Mark Ellis is not a top-tier Agatha Christie novel, as potential Kolten Wong distractions go—he's 37, and bats the right way for a natural platoon—and the St. Louis Cardinals do not appear to have any dopamine problems. But he's good enough, and Kolten Wong's major league introduction was bad enough, that Wong falling behind and ending the season on the wrong side of that platoon isn't difficult to imagine.
It happened last year, after all; Wong came up last year at a moment when it looked like David Freese would be benched, and ended up getting benched himself. It's not even indefensible—Wong is only 23 next year, and being Mark Ellis's backup is not even a little bit like being Yadier Molina's backup.

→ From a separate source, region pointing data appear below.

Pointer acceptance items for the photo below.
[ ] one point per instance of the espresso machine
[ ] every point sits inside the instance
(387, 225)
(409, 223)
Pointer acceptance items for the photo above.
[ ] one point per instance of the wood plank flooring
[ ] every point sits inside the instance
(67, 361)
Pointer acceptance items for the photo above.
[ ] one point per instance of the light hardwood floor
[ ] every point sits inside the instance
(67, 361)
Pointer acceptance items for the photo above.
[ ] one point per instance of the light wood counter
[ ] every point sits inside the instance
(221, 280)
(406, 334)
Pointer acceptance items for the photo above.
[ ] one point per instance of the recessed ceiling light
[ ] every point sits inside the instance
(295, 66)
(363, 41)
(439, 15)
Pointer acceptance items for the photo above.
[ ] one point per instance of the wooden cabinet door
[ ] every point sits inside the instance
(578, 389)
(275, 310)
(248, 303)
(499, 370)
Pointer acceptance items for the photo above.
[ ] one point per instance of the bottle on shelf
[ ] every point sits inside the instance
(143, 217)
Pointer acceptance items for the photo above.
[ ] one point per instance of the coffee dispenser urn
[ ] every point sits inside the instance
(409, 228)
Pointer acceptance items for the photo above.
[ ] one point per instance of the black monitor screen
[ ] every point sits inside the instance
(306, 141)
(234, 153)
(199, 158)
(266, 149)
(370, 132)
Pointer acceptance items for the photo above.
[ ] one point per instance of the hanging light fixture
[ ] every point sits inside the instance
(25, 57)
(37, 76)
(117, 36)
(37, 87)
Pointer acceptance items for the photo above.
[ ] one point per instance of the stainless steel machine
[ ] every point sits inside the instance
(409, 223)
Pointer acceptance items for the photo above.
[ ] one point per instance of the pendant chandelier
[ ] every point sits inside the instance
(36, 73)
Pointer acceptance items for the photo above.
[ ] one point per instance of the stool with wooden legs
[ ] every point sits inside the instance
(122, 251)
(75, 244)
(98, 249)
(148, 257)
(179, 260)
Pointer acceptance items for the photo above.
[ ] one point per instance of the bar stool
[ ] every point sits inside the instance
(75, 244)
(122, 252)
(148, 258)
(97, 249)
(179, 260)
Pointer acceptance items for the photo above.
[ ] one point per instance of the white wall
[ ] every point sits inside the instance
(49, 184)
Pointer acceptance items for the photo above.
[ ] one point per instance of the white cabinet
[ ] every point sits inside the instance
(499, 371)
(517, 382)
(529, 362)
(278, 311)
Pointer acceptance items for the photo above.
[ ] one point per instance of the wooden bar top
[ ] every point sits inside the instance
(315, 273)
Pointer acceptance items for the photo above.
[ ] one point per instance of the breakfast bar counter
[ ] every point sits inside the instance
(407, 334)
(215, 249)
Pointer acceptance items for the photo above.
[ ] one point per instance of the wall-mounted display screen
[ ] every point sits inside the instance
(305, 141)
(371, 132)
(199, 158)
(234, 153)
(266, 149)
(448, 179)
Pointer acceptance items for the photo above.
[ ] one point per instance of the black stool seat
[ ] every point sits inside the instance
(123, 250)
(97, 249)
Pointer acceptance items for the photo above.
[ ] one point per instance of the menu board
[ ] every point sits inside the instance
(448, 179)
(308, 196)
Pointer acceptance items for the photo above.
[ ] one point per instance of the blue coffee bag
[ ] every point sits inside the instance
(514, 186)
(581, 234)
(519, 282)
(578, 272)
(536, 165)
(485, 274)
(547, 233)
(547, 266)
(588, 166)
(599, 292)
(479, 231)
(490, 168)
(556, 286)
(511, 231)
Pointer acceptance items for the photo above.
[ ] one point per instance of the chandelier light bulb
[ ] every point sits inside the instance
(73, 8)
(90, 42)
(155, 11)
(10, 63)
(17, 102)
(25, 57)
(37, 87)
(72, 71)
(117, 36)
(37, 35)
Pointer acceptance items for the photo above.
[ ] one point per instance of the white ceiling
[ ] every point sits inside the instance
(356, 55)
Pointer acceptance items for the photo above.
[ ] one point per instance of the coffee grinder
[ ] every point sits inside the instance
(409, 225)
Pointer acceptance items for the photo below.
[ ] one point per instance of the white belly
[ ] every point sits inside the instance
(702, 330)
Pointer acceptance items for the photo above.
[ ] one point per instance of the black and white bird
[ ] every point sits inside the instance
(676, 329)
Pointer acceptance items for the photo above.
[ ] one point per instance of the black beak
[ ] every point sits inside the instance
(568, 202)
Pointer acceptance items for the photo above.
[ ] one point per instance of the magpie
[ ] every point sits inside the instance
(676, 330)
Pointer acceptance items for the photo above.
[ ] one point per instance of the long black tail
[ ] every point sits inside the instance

So I understand the bad Wong scenarios (great '90s alt-rock album title) and I understand, very personally, that keeping yourself away from situations in which your stupid brain can trade long-term contentment for short-term pleasure is an important part of actually achieving long-term contentment.
But if you are, like me, completely spineless, it's also helpful to look at the things you're being distracted from. Distraction doesn't appear unannounced at the moment Netflix adds The Mysterious Affair at Styles to instant streaming, it bubbles up from the things you think you should be doing instead. Sometimes you should be doing the repetitive task your rational side is trying to keep you pointed at; other times the compulsion to do literally anything else is a sign that the task you're avoiding was never important to you at all.
If the Cardinals sabotage Kolten Wong—sabotage him in the way we assumed they were sabotaging Anthony Reyes, I mean, before we watched his arm explode—it won't be because they signed Mark Ellis and they just couldn't help themselves. It'll be because they were never really comfortable with him as a starting second baseman at all.